Surgical procedures were carried out aseptically, and standard microsurgical techniques
were used with an operating microscope (Wild M651; Wild Leitz, Willowdale, ON,
Canada). Animals were sacrificed at endpoint under deep anaesthesia using an
overdose of intracardiac Euthanol (Bimeda–MTC, Cambridge, ON, Canada). All efforts
were made to minimize suffering and animal numbers by using appropriate protocols.
The protocol was approved and monitored by the University of Calgary animal care
committee and adhered strictly to guidelines set by the Canadian Council on Animal
Care.
Immunohistochemistry
The regenerating cables together with adjacent nerve segments were excised,
removed carefully from silicon tubes and fixed overnight in 2% paraformaldehyde in
phosphate-buffered saline (PBS). Samples were washed two times in PBS,
cryoprotected in 30% sucrose and embedded into optimal cutting temperature (OCT)

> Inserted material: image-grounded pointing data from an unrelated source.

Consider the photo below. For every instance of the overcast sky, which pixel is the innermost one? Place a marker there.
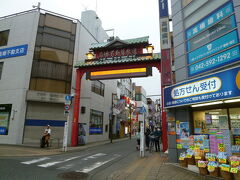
(128, 18)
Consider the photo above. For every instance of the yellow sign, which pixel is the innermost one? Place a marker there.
(211, 159)
(191, 147)
(211, 168)
(221, 147)
(225, 168)
(206, 150)
(179, 146)
(222, 160)
(119, 73)
(197, 157)
(234, 163)
(181, 158)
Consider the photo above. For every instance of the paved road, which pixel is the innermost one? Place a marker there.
(98, 162)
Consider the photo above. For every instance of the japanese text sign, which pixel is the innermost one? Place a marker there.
(218, 86)
(211, 19)
(13, 51)
(163, 8)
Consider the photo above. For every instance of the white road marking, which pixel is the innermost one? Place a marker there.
(96, 165)
(94, 156)
(58, 162)
(68, 166)
(35, 160)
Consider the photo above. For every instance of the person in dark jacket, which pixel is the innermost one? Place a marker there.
(147, 138)
(157, 133)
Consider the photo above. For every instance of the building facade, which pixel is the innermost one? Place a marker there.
(37, 52)
(205, 98)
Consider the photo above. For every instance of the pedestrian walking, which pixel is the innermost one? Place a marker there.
(147, 138)
(138, 140)
(46, 136)
(157, 135)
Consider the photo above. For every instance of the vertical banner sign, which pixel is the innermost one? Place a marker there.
(166, 67)
(165, 45)
(163, 8)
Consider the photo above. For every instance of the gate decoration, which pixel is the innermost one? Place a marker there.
(115, 59)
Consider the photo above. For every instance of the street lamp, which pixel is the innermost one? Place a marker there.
(150, 48)
(90, 55)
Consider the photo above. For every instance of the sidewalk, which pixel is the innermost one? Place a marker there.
(26, 150)
(155, 166)
(152, 166)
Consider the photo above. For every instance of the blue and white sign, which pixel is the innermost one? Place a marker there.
(216, 31)
(218, 86)
(163, 8)
(13, 51)
(3, 131)
(211, 19)
(213, 47)
(213, 62)
(142, 110)
(95, 130)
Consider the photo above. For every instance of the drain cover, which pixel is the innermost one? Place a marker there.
(73, 175)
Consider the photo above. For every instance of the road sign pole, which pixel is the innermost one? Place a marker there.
(65, 134)
(66, 112)
(142, 138)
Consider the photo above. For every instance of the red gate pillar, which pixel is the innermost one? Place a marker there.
(164, 123)
(163, 114)
(76, 107)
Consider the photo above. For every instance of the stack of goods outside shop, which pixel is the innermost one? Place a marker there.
(214, 153)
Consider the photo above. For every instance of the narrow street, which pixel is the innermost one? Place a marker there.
(94, 163)
(119, 160)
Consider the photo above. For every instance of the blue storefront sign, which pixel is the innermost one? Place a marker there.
(213, 47)
(216, 16)
(95, 130)
(218, 86)
(216, 31)
(163, 8)
(213, 62)
(13, 51)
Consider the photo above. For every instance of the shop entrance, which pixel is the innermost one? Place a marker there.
(216, 120)
(114, 60)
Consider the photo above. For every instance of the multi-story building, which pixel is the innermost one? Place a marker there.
(141, 104)
(205, 98)
(37, 52)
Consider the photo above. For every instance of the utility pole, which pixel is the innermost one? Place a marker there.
(130, 111)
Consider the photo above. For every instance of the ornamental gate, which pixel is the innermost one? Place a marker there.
(116, 59)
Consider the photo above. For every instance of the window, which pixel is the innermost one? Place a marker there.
(98, 87)
(4, 38)
(96, 122)
(5, 113)
(1, 66)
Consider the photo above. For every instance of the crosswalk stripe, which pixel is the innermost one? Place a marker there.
(94, 156)
(58, 162)
(96, 165)
(35, 160)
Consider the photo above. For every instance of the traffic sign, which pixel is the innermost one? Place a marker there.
(68, 98)
(66, 107)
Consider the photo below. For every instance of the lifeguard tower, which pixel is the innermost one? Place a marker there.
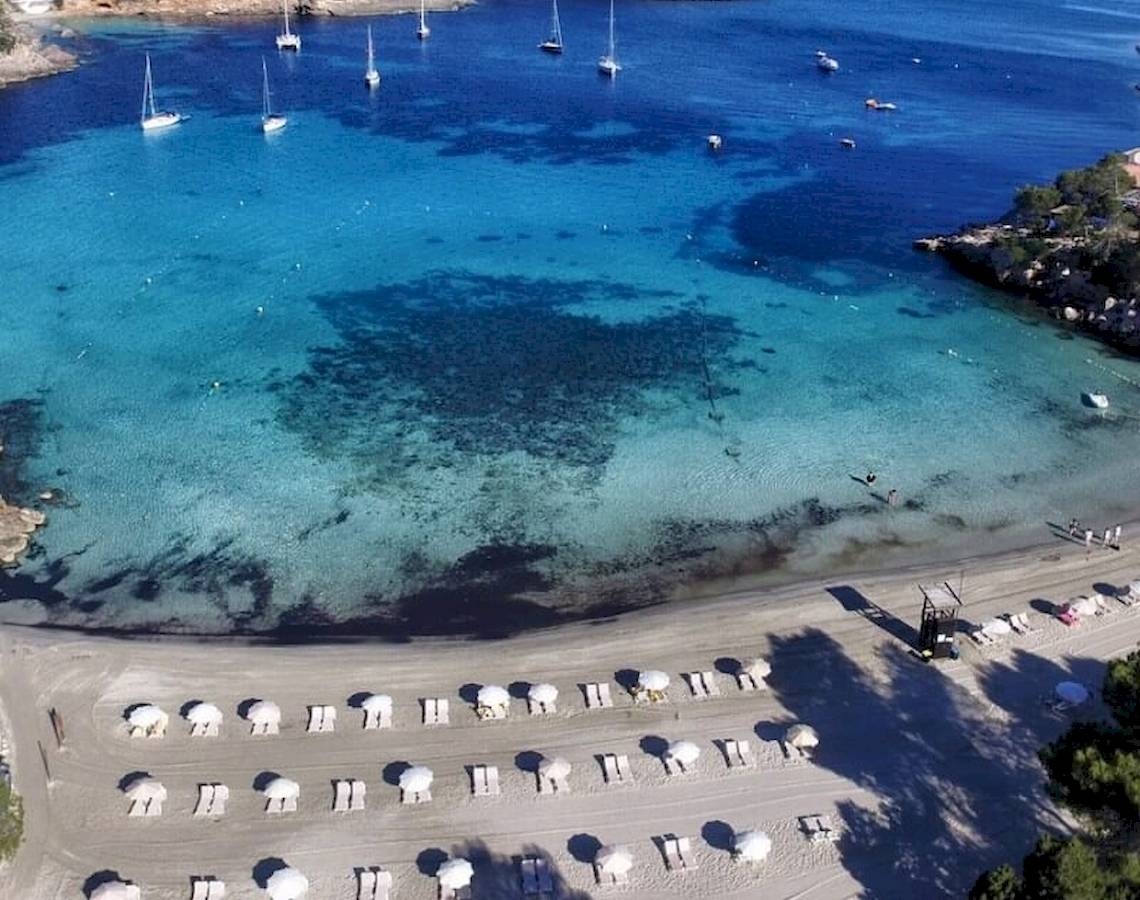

compound (Sakura Fine technical Co., Torrance, CA, USA). Longitudinal sections (16
μm) were cut with a cryostat (Leica Microsystems Inc., Richmond Hill, ON, Canada) at 23 °C and mounted on Superfrost slides (Fisher Scientific). Sections were
blocked/permeabilized with 2% BSA/ 0.3% Triton-X100 in PBS and incubated overnight
at 4 °C with primary antibody anti-neurofilament NF200 (1:500, Sigma) or MBP (1:400,
Santa Cruz Biotechnology). Following 3x wash with PBS, slides were incubated with
secondary antibody (anti-mouse 488, Molecular Probes, or anti-goat 488, Molecular
Probes) and Hoechst nuclear stain for 3 h. Slides were then washed and coverslipped
using Fluorosave reagent (Calbiochem, San Diego, CA, USA) and viewed under a
fluorescence microscope (Olympus BX51, Center Valley, PA, USA). Omission of
primary or secondary antibody was used as negative control for the staining process.